Abstract

Ensemble learning is to employ multiple individual classifiers and combine their predictions, which could achieve better performance than a single classifier. Considering that different base classifier gives different contribution to the final classification result, this paper assigns greater weights to the classifiers with better performance and proposes a weighted voting approach based on differential evolution. After optimizing the weights of the base classifiers by differential evolution, the proposed method combines the results of each classifier according to the weighted voting combination rule. Experimental results show that the proposed method not only improves the classification accuracy, but also has a strong generalization ability and universality.

1. Introduction

Ensemble learning is a new direction of machine learning, which trains a number of specific classifiers and selects some of them for ensemble.
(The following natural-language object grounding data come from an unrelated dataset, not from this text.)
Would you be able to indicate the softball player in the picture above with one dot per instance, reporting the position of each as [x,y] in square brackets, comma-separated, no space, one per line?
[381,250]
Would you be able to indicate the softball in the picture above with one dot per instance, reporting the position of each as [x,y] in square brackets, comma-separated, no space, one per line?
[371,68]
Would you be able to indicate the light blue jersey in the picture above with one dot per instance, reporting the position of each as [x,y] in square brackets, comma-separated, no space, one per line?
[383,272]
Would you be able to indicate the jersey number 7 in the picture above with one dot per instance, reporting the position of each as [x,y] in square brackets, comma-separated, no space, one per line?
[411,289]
It has been shown that the combination of multiple classifiers could be more effective compared to any individual ones [1].

From a technical point of view, ensemble learning is mainly implemented as two steps: training weak base classifiers and selectively combining the member classifiers into a stronger classifier. Usually the members of an ensemble are constructed in two ways. One is to apply a single learning algorithm, and the other is to use different learning algorithms over a dataset [2]. Then, the base classifiers are combined to form a decision classifier. Generally, to get a good ensemble, the base learners should be as more accurate as possible and as more diverse as possible. So how to choose an ensemble of some accurate and diverse base learners is a focus of concern of many researchers [3].
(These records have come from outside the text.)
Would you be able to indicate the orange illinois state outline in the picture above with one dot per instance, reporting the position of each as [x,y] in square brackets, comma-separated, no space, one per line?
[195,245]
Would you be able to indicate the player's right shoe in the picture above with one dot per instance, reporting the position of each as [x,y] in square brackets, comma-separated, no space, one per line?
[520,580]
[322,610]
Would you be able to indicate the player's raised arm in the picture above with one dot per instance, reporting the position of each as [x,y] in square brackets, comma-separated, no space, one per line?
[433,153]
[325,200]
In recent years, more and more researchers are concerned with ensemble learning [4]. There are many effective ensemble methods, such as boosting [5], bagging [6], and stacking [7]. Boosting is a method of producing highly accurate prediction rules by combining many “weak” rules which may be only moderately accurate. There are many boosting algorithms. The main variation between many boosting algorithms is their method of weighting training samples and hypotheses. AdaBoost is very popular and perhaps the most significant historically as it was the first algorithm that could adapt to the weak learners. Bagging trains a number of base learners each from a different bootstrap sample by calling a base learning algorithm. A bootstrap sample is obtained by subsampling the training dataset with replacement, where the size of a sample is the same as that of the training dataset. In a typical implementation of stacking, a number of first-level individual learners are generated from the training dataset by employing different learning algorithms. Those individual learners are then combined by a second-level learner which is called metalearner.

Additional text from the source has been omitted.